Demographics of Philosophy Doctorates in the US

Eric Schwitzgebel has a very useful post up.  Here are some of the main findings:


In the 1970s, 17% of the SED philosophy respondents were women. In the 1980s it was 22%. In the 1990s it was 27%. In the 2000s it was also 27%. So far in the 2010s it has been 28%.



Also notable is the increase from 1-2% Hispanic or Latino in the 1970s-1980s to 6.3% in the 2010s. This is still, however, well below the approximately 17% of the U.S. population that is Hispanic.
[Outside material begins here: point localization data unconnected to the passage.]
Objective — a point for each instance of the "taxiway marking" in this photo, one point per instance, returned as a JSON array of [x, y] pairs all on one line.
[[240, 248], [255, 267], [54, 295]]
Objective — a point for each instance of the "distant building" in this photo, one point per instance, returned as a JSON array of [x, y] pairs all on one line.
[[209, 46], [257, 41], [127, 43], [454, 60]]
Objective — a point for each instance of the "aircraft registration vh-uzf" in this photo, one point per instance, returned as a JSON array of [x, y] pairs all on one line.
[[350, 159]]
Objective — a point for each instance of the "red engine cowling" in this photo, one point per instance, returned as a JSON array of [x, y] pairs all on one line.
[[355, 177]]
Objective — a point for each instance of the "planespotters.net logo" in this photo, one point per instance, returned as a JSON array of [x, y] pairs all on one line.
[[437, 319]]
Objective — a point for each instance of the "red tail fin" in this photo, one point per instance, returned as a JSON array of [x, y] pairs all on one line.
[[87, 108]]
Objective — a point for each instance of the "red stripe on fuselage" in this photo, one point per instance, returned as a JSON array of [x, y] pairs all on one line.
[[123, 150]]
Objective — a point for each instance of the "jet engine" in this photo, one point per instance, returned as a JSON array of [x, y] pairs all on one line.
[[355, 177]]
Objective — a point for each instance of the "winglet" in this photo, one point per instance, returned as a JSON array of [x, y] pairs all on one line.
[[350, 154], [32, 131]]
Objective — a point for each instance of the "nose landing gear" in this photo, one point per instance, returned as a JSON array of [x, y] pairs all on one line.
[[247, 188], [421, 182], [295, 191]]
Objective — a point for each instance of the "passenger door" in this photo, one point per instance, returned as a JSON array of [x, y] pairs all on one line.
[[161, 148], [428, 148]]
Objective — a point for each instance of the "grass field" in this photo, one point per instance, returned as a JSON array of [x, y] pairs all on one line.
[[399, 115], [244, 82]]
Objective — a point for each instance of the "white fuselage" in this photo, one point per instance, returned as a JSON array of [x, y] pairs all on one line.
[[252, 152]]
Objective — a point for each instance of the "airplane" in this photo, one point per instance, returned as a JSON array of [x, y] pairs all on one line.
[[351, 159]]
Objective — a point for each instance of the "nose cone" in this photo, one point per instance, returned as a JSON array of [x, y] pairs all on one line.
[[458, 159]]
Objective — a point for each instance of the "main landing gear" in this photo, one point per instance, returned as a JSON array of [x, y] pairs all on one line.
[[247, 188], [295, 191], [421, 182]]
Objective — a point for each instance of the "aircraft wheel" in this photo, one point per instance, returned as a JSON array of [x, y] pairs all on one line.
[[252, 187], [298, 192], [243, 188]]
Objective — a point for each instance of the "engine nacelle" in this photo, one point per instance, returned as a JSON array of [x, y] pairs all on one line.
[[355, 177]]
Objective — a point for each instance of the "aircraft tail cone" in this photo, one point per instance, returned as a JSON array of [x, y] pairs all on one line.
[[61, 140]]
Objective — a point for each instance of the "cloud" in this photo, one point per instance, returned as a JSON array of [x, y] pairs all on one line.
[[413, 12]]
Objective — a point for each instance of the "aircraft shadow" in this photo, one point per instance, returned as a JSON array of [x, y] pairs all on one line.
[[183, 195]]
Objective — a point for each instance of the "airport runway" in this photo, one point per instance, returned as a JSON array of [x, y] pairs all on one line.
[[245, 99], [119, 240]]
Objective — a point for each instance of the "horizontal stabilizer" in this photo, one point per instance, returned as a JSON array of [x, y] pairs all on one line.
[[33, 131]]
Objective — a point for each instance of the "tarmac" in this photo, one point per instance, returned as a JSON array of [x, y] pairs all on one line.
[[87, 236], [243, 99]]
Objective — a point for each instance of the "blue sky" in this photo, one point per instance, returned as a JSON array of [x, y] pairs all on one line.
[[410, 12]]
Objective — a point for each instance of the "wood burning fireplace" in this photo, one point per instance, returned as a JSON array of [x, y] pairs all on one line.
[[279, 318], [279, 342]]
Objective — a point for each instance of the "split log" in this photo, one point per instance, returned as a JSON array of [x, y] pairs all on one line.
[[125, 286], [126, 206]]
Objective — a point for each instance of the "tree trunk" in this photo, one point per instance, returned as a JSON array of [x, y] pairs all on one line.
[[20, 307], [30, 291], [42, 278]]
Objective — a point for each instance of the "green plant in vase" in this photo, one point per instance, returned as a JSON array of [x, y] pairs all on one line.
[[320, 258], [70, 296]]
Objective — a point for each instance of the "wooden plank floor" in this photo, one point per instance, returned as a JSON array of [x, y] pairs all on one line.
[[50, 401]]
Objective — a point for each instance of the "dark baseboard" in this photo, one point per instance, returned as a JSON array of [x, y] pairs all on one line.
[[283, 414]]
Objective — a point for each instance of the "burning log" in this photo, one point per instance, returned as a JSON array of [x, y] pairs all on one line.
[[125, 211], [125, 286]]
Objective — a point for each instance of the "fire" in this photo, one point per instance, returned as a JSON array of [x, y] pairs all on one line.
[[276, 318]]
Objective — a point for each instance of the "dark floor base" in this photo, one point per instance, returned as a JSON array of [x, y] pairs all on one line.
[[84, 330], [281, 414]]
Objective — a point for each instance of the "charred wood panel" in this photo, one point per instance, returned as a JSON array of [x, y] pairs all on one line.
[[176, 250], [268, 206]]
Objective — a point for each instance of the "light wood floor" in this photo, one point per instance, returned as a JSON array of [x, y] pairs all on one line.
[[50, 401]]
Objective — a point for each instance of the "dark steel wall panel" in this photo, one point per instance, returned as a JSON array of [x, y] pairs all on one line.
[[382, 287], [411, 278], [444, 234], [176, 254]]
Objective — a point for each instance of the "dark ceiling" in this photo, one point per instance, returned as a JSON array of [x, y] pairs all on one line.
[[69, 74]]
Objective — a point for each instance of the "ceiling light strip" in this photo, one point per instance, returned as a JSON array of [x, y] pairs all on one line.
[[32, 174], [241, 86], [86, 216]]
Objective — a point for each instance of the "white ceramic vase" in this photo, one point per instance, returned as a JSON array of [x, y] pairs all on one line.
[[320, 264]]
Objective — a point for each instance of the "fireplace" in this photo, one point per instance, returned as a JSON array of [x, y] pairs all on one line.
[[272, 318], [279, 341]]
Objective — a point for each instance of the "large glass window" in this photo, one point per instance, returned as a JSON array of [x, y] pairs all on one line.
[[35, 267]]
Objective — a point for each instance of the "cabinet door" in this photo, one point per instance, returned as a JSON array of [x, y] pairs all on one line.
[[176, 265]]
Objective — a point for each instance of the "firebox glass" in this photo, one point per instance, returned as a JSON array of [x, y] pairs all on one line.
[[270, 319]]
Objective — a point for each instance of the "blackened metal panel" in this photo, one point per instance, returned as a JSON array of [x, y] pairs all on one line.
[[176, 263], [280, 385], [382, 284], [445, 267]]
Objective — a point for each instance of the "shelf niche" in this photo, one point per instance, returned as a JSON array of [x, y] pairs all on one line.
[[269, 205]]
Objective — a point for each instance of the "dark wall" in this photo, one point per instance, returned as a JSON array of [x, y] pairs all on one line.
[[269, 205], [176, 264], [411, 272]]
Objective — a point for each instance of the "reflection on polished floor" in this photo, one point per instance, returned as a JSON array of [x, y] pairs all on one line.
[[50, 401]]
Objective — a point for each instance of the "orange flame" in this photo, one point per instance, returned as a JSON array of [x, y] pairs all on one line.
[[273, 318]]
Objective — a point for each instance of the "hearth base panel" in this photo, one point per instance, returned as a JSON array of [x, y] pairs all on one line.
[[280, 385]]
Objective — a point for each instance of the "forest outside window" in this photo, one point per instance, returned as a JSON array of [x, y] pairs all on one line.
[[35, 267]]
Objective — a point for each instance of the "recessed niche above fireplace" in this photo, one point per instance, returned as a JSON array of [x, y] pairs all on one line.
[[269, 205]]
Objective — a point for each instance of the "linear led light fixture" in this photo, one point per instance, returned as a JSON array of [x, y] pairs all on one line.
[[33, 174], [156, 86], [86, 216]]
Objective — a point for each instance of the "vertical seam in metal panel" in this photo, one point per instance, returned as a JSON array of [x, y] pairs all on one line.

It is also matched by a sharp decline in “Ethnicity not reported”, raising the possibility that it is in part a reporting effect.

The percentage of non-Hispanic Black or African American U.S. PhD recipients does not appear to have increased much if at all since the 1970s, hovering around 1.4% to 2.2%, compared to 13% of the U.S. population.

2 thoughts on “Demographics of Philosophy Doctorates in the US

  1. This is discouraging. Does anyone know if the percentage of women graduating with a philosophy major is also unchanged? It would be good to know where to put our best efforts.

  2. The cross-tabs might be important. Have they been reported? The stall in gains among women appear to correlate closely with the increase in gains among non-whites (both phenomena took off in the early 1990s). As I guess some people know, I’ve long kicked around the hypothesis that the gender gap in philosophy is due in large part to the under-representation of non-white women in the field. That hypothesis is certainly very consistent with what I’m seeing here. The next step in fleshing out that hypothesis would be to posit that the gender gap is larger among non-white philosophers than it is among white philosophers. The cross-tabs would help confirm or deny this.